Нора Бретертон, женщина из Лос-Анджелеса, которая побежала спасать свою малышку Бетти, оставив трехлетнего сына спящим в каюте, несла младенца по лестнице, забитой пассажирами{599}. Сунув девочку в руки какому-то мужчине, проходящему мимо, она повернула обратно, вниз, за сыном.
На внутренней лестнице никого не было. Она пустилась бежать. По коридорам и по самой каюте распространялся дым. Схватив мальчика, Пола, она понесла его на палубу В, на правый борт, к тому времени накренившийся до того сильно, что другая женщина, тоже с маленьким мальчиком, проехалась по палубе на спине.

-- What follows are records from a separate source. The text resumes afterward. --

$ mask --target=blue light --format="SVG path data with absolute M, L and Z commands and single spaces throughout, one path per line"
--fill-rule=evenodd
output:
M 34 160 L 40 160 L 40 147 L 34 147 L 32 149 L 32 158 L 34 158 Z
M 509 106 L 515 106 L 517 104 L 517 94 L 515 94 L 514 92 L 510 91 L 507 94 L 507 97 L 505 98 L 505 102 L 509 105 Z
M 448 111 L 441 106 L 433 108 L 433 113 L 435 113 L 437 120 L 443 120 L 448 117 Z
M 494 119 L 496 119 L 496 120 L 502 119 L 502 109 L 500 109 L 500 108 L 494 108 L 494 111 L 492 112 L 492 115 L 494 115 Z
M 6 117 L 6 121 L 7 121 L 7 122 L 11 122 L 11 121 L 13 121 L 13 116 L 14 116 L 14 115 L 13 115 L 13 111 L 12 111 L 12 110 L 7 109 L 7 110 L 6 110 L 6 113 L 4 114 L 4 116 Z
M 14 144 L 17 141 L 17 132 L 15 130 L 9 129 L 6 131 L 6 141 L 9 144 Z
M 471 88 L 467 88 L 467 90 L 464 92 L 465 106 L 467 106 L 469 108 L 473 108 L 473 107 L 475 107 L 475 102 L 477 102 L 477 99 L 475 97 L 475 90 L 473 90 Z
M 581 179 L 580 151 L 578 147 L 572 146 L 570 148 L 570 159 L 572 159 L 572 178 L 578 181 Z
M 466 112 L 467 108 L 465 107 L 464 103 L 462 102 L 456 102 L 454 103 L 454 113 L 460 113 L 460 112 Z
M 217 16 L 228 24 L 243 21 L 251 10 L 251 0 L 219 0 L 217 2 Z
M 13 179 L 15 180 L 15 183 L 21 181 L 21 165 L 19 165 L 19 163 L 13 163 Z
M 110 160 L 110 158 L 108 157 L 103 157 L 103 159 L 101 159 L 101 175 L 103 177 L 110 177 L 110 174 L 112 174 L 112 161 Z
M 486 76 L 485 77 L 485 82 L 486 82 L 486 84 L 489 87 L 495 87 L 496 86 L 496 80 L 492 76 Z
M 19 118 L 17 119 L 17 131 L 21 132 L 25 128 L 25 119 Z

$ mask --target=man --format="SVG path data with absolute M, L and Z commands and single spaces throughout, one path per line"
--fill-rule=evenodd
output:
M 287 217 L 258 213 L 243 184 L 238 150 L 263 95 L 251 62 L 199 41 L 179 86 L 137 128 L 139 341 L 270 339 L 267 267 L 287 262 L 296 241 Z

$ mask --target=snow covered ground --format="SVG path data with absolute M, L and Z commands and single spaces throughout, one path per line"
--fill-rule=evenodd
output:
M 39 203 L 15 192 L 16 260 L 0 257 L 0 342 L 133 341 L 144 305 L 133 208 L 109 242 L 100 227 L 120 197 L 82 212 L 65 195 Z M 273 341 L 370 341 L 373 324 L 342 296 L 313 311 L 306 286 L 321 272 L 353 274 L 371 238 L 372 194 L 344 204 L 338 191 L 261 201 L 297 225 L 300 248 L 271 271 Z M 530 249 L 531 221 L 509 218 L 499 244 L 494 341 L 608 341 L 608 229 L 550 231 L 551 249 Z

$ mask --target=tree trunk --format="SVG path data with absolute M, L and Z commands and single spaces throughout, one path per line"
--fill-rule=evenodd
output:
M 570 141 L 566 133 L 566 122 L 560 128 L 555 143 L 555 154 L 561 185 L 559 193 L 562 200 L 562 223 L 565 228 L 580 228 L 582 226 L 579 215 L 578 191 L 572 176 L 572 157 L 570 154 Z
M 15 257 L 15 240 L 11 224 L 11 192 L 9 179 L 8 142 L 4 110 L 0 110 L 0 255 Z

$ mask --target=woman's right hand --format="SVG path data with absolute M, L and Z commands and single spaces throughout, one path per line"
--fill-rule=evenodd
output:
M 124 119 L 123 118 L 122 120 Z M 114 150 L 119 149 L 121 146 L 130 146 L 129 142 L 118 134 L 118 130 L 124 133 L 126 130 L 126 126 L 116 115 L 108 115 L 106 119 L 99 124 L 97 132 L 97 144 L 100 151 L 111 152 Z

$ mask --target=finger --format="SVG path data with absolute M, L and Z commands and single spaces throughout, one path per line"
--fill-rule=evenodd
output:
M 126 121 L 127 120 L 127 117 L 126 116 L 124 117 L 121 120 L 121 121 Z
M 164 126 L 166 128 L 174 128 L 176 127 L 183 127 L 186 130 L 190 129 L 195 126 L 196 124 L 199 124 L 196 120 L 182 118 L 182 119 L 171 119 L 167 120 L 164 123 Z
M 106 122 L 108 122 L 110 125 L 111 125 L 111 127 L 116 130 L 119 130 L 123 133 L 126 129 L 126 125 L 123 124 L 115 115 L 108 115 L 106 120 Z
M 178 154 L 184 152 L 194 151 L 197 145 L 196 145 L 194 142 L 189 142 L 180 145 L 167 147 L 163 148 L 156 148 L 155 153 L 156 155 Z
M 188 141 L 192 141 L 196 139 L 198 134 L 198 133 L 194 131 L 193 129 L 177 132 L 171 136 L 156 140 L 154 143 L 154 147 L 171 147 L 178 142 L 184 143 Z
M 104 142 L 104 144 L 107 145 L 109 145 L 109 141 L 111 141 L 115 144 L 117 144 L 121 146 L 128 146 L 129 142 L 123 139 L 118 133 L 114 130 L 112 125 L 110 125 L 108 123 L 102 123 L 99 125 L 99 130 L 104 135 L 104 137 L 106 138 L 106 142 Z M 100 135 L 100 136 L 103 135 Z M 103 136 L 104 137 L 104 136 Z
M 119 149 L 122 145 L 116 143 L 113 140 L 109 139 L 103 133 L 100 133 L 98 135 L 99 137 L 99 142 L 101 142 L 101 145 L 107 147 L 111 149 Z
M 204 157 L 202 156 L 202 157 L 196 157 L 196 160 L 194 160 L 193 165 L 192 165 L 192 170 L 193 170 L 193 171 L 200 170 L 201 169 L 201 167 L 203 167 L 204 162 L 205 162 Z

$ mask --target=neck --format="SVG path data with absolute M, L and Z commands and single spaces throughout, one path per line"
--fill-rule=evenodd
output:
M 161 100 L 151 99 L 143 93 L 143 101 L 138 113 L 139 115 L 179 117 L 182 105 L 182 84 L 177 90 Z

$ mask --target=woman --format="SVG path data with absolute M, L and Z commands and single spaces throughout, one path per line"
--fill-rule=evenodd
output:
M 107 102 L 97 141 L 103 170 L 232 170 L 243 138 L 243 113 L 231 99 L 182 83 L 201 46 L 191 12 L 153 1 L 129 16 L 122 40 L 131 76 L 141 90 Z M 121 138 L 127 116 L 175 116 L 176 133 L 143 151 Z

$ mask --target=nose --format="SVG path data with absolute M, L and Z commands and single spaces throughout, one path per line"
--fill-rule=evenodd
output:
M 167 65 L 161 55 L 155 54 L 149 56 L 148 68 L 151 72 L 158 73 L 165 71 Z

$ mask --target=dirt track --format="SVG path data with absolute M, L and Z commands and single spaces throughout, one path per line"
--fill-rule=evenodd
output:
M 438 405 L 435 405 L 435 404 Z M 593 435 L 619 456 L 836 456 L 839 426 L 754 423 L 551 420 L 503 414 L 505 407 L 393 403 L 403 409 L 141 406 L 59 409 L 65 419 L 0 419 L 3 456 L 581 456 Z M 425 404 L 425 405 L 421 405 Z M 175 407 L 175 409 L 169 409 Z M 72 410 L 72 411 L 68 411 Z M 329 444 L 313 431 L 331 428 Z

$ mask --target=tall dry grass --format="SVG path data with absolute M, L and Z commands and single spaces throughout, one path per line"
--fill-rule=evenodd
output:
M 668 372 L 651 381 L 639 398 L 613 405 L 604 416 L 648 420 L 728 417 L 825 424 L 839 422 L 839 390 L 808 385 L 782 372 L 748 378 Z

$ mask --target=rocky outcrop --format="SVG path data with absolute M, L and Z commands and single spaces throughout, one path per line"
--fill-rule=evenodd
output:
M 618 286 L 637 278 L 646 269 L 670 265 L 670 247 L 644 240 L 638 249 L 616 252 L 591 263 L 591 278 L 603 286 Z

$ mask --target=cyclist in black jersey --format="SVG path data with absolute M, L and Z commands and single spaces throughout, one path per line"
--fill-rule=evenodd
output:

Бетертон подошла к шлюпке, которую спускали. Какой-то пассажир сказал ей, что садиться нельзя, шлюпка переполнена, но кто-то из ее друзей, уже сидевший в лодке, уговорил других пассажиров пустить ее.
Бетертон понятия не имела, где ее малышка. По дороге к шлюпке она видела мужчину, которому отдала ребенка, но руки его были пусты.
Теодата Поуп силилась выплыть на поверхность, но обнаружила, что ее прижало к какому-то барьеру. К чему-то деревянному. Она глотнула соленой воды.
“Я открыла глаза, – писала она, – и сквозь зеленую воду увидела, к чему меня прибило: похоже, это были дно и киль одной из шлюпок”{600}. Решив, что пришла ее смерть, она “мысленно отдалась на милость Господа, молясь без слов”. Затем ее что-то ударило, и она потеряла сознание.
Очнувшись, она поняла, что плавает на поверхности – помог спасательный жилет. Несколько мгновений все вокруг казалось ей серым. Она очутилась в толчее обезумевших людей, пихавших ее руками и ногами. Вокруг раздавались вопли и крики.
Она снова стала различать цвета. Какой-то мужчина, “потерявший от страха рассудок”, обхватил ее за плечи. Спасательного жилета на нем не было. Он начал топить ее своим весом.